Schon ihr Name „Freikirche“ lässt erkennen, dass die evangelischen Freikirchen sich von ihrer Entstehung her und in unterschiedlichem Maße auch heute noch im Gegenüber zu bestehenden Volks- und Staatskirchen verstehen: Die freiwillige Entscheidung des einzelnen Gläubigen, ihrer kirchlichen Gemeinschaft beizutreten, und eine Existenzform, in der man unabhängig sein will von jeglicher staatlicher Anbindung, etwa auch vom Kirchensteuereinzug, und in der die Einzelgemeinde relativ frei bleibt im Gegenüber zu den übergemeindlichen Strukturen der jeweiligen kirchlichen Gemeinschaft, sind wichtige Anliegen und Kennzeichen dieser Gruppierungen.
Zu den kirchlichen Gemeinschaften, die sich in der „Vereinigung Evangelischer Freikirchen“ zu einer Arbeitsgemeinschaft zusammengeschlossen haben, gehören die Arbeitsgemeinschaft Mennonitischer Gemeinden in Deutschland, der Bund Evangelisch-Freikirchlicher Gemeinden in Deutschland, der Bund Freier evangelischer Gemeinden in Deutschland, der Bund Freikirchlicher Pfingstgemeinden, die Evangelisch-methodistische Kirche, die Heilsarmee in Deutschland, die Kirche des Nazareners, der Mülheimer Verband Freikirchlich-Evangelischer Gemeinden und die Gemeinde Gottes e.V. Schon die Namen (Arbeitsgemeinschaft, Bund, Verband) deuten auf das Kirchenverständnis der meisten Mitgliedsgemeinschaften hin, die sich selber zumeist nur als organisatorischer Zusammenschluss von Einzelgemeinden verstehen.
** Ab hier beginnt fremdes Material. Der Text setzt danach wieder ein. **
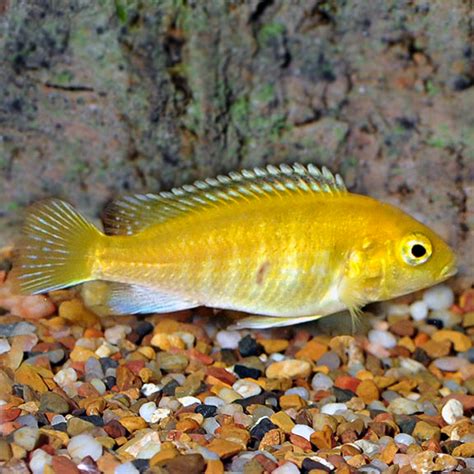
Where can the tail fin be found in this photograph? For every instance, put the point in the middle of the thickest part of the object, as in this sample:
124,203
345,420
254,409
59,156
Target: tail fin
57,250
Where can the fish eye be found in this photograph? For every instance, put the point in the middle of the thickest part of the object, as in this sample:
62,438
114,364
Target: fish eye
416,249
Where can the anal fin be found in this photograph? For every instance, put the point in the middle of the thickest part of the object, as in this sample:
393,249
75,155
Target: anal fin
133,299
264,322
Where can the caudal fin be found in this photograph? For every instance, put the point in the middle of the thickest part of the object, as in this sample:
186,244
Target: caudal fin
57,249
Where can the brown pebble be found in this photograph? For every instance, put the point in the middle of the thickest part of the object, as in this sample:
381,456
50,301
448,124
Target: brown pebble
223,448
292,401
461,342
403,327
63,465
368,391
114,429
272,438
185,464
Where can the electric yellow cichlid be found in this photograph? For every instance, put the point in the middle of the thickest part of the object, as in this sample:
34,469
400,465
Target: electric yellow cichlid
289,244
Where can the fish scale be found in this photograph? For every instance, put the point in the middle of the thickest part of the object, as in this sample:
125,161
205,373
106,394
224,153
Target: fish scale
288,244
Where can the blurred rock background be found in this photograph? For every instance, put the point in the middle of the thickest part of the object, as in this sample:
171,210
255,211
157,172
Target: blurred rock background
100,98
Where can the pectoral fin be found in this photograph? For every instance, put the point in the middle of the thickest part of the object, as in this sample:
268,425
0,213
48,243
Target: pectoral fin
133,299
263,322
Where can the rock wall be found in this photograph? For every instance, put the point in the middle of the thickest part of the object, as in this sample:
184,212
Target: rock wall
101,98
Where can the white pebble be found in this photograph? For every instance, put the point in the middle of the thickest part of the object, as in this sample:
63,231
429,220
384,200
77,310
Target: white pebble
439,297
4,345
368,447
228,339
452,411
106,350
246,388
57,419
84,445
229,395
411,366
397,309
160,414
26,437
419,310
188,401
403,406
150,388
404,438
214,401
333,408
287,468
301,391
304,431
321,382
383,338
65,377
126,468
98,385
39,460
146,411
117,333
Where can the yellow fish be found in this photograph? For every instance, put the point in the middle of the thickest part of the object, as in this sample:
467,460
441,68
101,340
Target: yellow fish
288,244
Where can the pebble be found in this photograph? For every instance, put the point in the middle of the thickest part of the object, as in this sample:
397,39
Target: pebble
4,345
333,408
17,329
39,460
126,468
286,468
404,406
304,431
172,362
26,437
300,391
228,339
116,333
188,401
248,346
289,368
146,411
439,297
139,395
321,381
452,411
246,389
330,360
84,445
451,364
419,310
53,402
382,338
404,438
460,341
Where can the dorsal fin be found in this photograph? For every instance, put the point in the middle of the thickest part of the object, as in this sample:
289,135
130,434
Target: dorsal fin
131,214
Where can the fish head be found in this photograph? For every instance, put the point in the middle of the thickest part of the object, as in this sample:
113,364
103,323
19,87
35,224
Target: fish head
415,257
397,255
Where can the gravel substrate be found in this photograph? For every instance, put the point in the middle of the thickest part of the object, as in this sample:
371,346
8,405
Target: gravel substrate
180,394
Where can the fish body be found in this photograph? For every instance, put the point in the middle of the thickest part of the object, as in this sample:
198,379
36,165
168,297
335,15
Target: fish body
289,243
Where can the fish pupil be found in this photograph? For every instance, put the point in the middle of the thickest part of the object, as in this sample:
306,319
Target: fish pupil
418,251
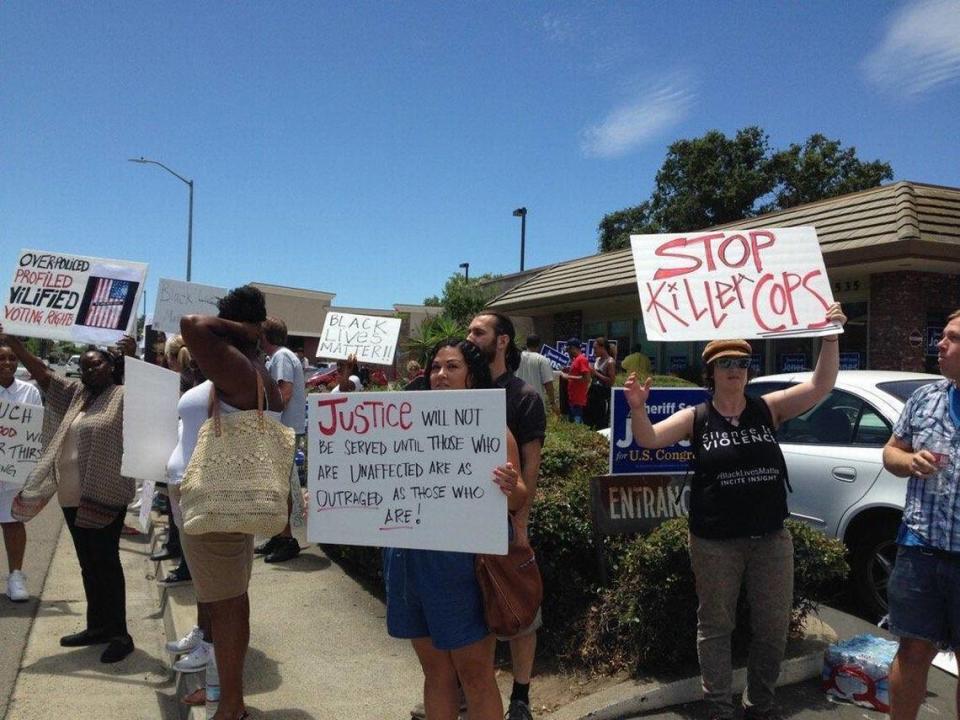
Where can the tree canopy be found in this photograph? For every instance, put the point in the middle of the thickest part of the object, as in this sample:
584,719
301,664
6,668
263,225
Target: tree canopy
462,299
714,179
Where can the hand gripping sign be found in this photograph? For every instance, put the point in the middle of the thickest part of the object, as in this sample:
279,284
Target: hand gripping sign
732,283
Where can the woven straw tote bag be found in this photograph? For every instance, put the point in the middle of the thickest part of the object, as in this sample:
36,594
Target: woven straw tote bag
238,478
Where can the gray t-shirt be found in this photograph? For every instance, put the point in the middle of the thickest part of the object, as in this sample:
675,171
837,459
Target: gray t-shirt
535,370
285,365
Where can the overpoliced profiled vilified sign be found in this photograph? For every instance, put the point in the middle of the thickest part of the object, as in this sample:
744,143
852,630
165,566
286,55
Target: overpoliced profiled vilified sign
408,470
369,338
73,297
704,285
20,429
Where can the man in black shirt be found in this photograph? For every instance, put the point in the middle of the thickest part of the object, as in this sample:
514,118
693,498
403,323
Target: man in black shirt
494,334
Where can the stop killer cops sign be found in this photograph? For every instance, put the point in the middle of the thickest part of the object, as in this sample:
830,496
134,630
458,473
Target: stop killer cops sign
408,470
740,283
626,456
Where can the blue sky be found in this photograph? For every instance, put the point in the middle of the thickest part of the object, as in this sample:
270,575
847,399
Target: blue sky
369,148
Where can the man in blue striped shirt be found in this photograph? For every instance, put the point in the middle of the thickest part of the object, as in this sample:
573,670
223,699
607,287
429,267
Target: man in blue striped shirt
924,588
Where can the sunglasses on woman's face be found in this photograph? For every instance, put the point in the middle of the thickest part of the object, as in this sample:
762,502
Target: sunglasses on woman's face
739,363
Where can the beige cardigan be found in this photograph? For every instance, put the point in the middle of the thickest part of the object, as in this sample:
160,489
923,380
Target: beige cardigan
103,491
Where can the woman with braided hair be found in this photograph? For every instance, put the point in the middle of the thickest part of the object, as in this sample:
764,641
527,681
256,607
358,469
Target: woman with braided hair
80,464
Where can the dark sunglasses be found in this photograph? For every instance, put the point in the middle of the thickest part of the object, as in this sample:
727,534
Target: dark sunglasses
739,363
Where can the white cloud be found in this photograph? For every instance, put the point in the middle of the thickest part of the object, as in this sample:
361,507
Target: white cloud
921,49
629,126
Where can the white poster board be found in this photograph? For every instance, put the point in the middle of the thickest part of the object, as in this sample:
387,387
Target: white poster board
73,297
150,418
176,298
20,429
732,283
408,470
371,339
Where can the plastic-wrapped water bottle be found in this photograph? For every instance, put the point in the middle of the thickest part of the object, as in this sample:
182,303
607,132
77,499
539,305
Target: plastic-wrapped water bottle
858,669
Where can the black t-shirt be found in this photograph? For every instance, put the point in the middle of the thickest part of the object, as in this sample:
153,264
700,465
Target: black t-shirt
526,417
738,487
Ihre geschichtlichen Wurzeln haben die Freikirchen zum Teil in der Reformationszeit, zum Teil in Erweckungsbewegungen des 18. und 19. Jahrhunderts. Bereits Mitte der 20er Jahre des 16. Jahrhunderts entstand in der Schweiz und in Deutschland die Täuferbewegung, die die Taufe von Säuglingen verwarf und die Wiedertaufe praktizierte – worauf damals reichsrechtlich die Todesstrafe stand und auch durchgeführt wurde. Zu den führenden Köpfen der zweiten Generation der Täuferbewegung zählte Menno Simons, der aus Friesland stammte und ursprünglich römisch-katholischer Priester gewesen war. Er sammelte die „Taufgesinnten“ im ganzen norddeutschen Raum und war auch schriftstellerisch tätig. Neben der Wiedertaufe war ihm und denen, die ihm folgten, die Gewaltlosigkeit, die Verweigerung von Eid und Kriegsdienst, ein wichtiges Anliegen. Seine Anhänger, bald „Mennoniten“ genannt, fanden in der Folgezeit Aufnahme in den Niederlanden, wo sie seit 1578 geduldet waren, und auch in Deutschland bei manchen toleranten Landesfürsten. Dennoch kam es immer wieder auch zu größeren Auswanderungsbewegungen, aufgrund derer sich die Mennoniten in Russland und der Ukraine und in den USA ansiedelten. So haben auch viele russlanddeutschen Aussiedler, die nach Deutschland zurückgekehrt sind, ursprünglich einen mennonitischen Hintergrund.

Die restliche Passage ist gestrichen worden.